A provision of the accord presents itself as a means to fight against tax havens. The speculative funds, located in some countries which inhibit effective information exchange, especially on taxation matters, are no longer able to be marketed in the EU. The issue is important when one knows that 80% of hedge funds are located in these offshore centres.

However, following pressure from London, the final text limits the scope of the directive to ‘active’ marketing. This signifies concretely that nothing will prevent a European investor, a bank, an insurance company, a mutual fund, from buying units of funds located outside the EU, which should not have obtained a European passport for non-compliance with the directive’s criteria. This provision thus gives access to European territory to capital located in the tax havens but in contact with the City, such as the Channel Islands and the Cayman Islands or, for example, those managed directly by the US, such as Delaware.

This is a violation of the spirit of the legislation for, in this case, no information will be conveyed to the regulators who will not be able to evaluate the exposure to risk of European ‘investors’. But above all it is a new abandonment of the EU member countries to the omnipotence of Anglo-Saxon finance.
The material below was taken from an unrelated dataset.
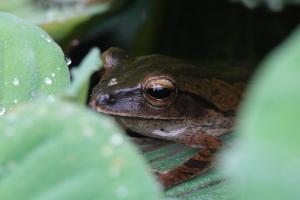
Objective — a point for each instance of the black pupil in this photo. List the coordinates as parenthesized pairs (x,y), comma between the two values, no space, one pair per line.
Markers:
(159,92)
Even the formal possibility for an EU member State to appeal before the ESMA, in case of disagreement with the national authority of a third country, will not produce a modification in the balance of forces.

This directive thus falls within the restructuring of financial markets, revealed by the G20 of April 2009 regarding “the fight against tax fraud” [6], that is to say in the legitimation of the Anglo-American stranglehold on European finance. However, if the primacy of the City throughout the European Union, regarding the management of the speculative funds, is overwhelming (80% of the industry is British, as against 5% for France), this power must be put into perspective. The British funds represent $212 billion, compared to a total of $1000 billion for those located in the US. Thus the London market appears above all as the Trojan horse of U.S. hedge funds.